Department of Plant Science, Center of Agrarian Sciences, Federal University of Santa Catarina, Florianópolis, SC, Brazil.
BMC Plant Biol. 2025 Jan 28;25(1):120. doi: 10.1186/s12870-025-06158-w.
The development of superior summer maize hybrids with high-yield potential and essential agronomic traits, such as resistance to lodging, is crucial for ensuring the sustainability of maize cultivation. However, the task of identifying and breeding genotypes that exhibit exceptional performance and stability across multiple environment conditions, while considering a wide range of traits, is challenging. Given the backdrop of global climate change, understanding which climate variables and soil properties most significantly impact environmental similarity is essential for selecting hybrids with improved adaptability to regions with diverse climatic and soil conditions. This study aimed to integrate envirotyping techniques (ETs) with a multi-trait selection approach to carry out a comprehensive evaluation of maize genotypes for performance and stability.
The grain yields of 13 maize hybrids, along with their four critical agronomic parameters, were assessed in the Huang-Huai-Hai Plain of China across 40 locations in eight provinces. By considering 20 years of climatic factors and soil covariates, these 40 locations were divided into six mega-environments (MEs) based on similar long-term weather patterns and soil characteristics. Additive main effects and multiplicative interaction (AMMI) analyses revealed that genotype (G), environment (E), and the GxE interaction had significant effects on all agronomic parameters (P < 0.001). The mean performance and stability of the genotypes in each mega-environment were assessed, allowing for the identification of superior hybrids using the multi-trait stability index (MTSI). In two of the MEs (ME2 and ME3), only two hybrids, HY321 and HY9112, were selected concurrently.

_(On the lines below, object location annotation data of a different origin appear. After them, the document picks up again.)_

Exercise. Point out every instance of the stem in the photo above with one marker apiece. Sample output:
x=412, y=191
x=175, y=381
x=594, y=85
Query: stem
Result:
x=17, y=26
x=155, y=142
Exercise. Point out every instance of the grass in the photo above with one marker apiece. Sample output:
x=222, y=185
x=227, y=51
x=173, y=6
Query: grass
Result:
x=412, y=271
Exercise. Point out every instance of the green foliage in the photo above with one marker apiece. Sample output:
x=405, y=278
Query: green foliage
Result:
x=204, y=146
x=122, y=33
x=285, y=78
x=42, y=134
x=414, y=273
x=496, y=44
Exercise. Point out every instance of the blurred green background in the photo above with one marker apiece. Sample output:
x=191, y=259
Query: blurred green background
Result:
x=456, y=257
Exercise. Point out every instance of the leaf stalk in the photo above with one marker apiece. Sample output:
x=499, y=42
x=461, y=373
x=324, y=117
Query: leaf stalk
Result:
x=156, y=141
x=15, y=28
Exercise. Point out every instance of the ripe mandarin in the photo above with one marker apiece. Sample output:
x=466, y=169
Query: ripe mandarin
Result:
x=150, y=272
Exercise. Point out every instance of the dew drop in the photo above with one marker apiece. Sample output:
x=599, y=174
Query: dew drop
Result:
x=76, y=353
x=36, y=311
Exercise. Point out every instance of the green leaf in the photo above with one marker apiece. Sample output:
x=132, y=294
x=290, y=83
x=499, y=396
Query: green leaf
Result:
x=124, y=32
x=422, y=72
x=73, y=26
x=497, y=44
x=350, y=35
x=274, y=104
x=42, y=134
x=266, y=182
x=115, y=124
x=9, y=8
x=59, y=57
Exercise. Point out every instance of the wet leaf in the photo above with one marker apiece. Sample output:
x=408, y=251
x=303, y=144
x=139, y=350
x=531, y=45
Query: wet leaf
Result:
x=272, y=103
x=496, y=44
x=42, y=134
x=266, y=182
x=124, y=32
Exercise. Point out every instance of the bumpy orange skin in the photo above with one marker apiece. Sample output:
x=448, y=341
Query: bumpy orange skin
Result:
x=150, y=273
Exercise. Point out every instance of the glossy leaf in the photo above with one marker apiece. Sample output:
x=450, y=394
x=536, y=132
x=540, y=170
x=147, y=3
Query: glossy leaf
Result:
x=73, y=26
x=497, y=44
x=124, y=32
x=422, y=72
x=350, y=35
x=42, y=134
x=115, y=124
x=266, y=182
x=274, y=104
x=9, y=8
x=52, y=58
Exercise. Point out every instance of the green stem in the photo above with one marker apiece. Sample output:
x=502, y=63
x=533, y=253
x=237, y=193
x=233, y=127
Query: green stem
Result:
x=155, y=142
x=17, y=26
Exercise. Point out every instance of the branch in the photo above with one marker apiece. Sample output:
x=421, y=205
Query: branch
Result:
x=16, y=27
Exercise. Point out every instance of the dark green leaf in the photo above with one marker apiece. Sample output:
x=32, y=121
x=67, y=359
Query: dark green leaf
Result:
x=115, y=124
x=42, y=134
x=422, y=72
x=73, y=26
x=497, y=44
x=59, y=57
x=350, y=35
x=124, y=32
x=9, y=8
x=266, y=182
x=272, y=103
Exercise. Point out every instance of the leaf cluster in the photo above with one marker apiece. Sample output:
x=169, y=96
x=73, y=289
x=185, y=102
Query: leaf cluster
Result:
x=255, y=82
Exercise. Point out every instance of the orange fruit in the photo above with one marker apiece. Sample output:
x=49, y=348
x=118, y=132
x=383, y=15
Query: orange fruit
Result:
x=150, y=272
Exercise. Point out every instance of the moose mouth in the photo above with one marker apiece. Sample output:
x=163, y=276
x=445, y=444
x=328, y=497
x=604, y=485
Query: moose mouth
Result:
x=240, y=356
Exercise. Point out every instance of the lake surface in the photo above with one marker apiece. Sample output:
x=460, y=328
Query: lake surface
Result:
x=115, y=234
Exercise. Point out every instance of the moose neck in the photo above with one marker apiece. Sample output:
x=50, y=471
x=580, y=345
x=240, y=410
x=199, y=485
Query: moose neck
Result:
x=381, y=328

Overall, this study provides valuable insights into the effects of ETs on maize hybrids and enhances our understanding of GxE interactions in multi-environment trials. This understanding is essential for improving maize cultivation practices and breeding program in diverse environments.
培育具有高产潜力和抗倒伏等重要农艺性状的优质夏玉米杂交种对于确保玉米种植的可持续性至关重要。然而,在考虑广泛性状的同时,识别和培育在多种环境条件下表现优异且稳定的基因型是一项具有挑战性的任务。在全球气候变化的背景下,了解哪些气候变量和土壤特性对环境相似性影响最大,对于选择能更好适应不同气候和土壤条件地区的杂交种至关重要。本研究旨在将环境分型技术(ETs)与多性状选择方法相结合,对玉米基因型的性能和稳定性进行全面评估。
在中国黄淮海平原的八个省份的40个地点对13个玉米杂交种的籽粒产量及其四个关键农艺参数进行了评估。通过考虑20年的气候因素和土壤协变量,根据相似的长期天气模式和土壤特征,将这40个地点分为六个大环境(MEs)。加性主效应和乘积互作(AMMI)分析表明,基因型(G)、环境(E)以及G×E互作对所有农艺参数均有显著影响(P < 0.001)。评估了每个大环境中基因型的平均性能和稳定性,从而能够使用多性状稳定性指数(MTSI)鉴定出优良杂交种。在其中两个大环境(ME2和ME3)中,仅同时选出了两个杂交种,即HY321和HY9112。
总体而言,本研究为ETs对玉米杂交种的影响提供了有价值的见解,并增强了我们对多环境试验中G×E互作的理解。这种理解对于改进不同环境下的玉米种植实践和育种计划至关重要。